La sera del mio arrivo mi si aspettava in una specie di circolo della Rockgasse, dove erano già intenti a mangiare la maggior parte dei partecipanti al convegno. Ora, in un’altra sala, accanto alla nostra, si celebrava, mi parve di capire, il compleanno della ricchissima vedova di Doderer; così ogni tanto qualcuno degli organizzatori del convegno si alzava per andare a dare un’occhiata nell’altra sala alla vecchia signora. Mi ricordai allora che in qualche modo l’episodio aveva un legame con lei: infatti quella signora era la stessa compagna di Doderer «la sua amica – lei dice – poco vistosa, ma a suo modo docile anche lei, di un biondo un po’ insipido, [che] gli sedeva accanto e sorrideva come lui, sia pure con maggiore discrezione all’apparire di ogni nuovo quadro». Riconoscerà il delizioso episodio da lei stesso raccontato in cui Doderer e la moglie guardano i quadri cubisti con la stessa espressione come se guardassero il Beato Angelico a Firenze. Così mi parve in qualche modo di buon auspicio per il convegno e anche di qualche significato che dopo cinquant’anni un qualche legame fosse stabilito la sera del mio arrivo a Vienna con un episodio della sua autobiografia.

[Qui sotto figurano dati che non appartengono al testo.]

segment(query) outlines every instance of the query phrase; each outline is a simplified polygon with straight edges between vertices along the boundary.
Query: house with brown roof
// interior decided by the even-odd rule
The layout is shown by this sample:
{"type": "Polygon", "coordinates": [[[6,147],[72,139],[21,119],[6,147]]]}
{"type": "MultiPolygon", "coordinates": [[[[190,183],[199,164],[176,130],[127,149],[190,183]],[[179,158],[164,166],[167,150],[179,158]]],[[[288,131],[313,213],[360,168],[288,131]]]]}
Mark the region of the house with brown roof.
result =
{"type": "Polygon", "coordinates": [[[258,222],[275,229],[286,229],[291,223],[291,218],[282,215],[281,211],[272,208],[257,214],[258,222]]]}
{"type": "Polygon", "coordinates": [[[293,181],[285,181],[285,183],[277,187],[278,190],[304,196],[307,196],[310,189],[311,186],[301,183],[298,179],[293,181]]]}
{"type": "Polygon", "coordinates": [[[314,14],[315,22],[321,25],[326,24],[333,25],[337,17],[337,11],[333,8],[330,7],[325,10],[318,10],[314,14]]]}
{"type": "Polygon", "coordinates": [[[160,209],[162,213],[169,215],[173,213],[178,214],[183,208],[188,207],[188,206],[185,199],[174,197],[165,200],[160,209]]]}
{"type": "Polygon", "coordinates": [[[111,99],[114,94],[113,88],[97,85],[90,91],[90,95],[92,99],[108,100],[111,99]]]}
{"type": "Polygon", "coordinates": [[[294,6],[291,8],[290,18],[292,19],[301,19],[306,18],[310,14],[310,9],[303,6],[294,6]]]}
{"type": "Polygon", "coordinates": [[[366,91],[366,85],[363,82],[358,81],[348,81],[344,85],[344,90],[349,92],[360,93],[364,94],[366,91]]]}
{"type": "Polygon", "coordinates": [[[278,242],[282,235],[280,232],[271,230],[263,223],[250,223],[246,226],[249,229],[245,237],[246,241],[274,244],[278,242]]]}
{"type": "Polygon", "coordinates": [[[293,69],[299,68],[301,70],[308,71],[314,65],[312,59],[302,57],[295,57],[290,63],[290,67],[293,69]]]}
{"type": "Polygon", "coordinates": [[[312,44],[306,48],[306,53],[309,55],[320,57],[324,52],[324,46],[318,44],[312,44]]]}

Allo stesso modo, il giorno dopo mi venne richiamato ancora alla memoria quanto lei dice di Kokoschka mentre mi recavo di buon’ora a palazzo Urania per l’inizio del convegno: giunto davanti a un palazzo fui attratto dai gesti di un dipendente del comune che lavava con uno spazzolone, dell’acqua e del detersivo, energicamente, la testa di Kokoschka.
Si trattava della pulizia del busto di bronzo dell’artista.
Giunto al palazzo Urania ebbi la sorpresa di vedere una piccola mostra fotografica di sue foto giovanili e di molti personaggi da lei «salvati dall’oblio» nella sua autobiografia, ad esempio, il direttore d’orchestra H.
A proposito, devo dire che uno dei protagonisti di Das Augenspiel, e cioè il Cafè Museum, conserva ancora un’aria autentica, non è infatti frequentato dai turisti come il Cafè Central con il suo gusto grottesco di esporre, seduto al tavolo, il manichino di Altenberg come uno spaventapasseri.
Scusi se sono stato lungo, me ne accorgo ora, e, tuttavia, forse le farà piacere leggere questi aneddoti.
La ringrazio ancora per la possibilità che mi ha dato e la prego di gradire i miei migliori saluti e auguri.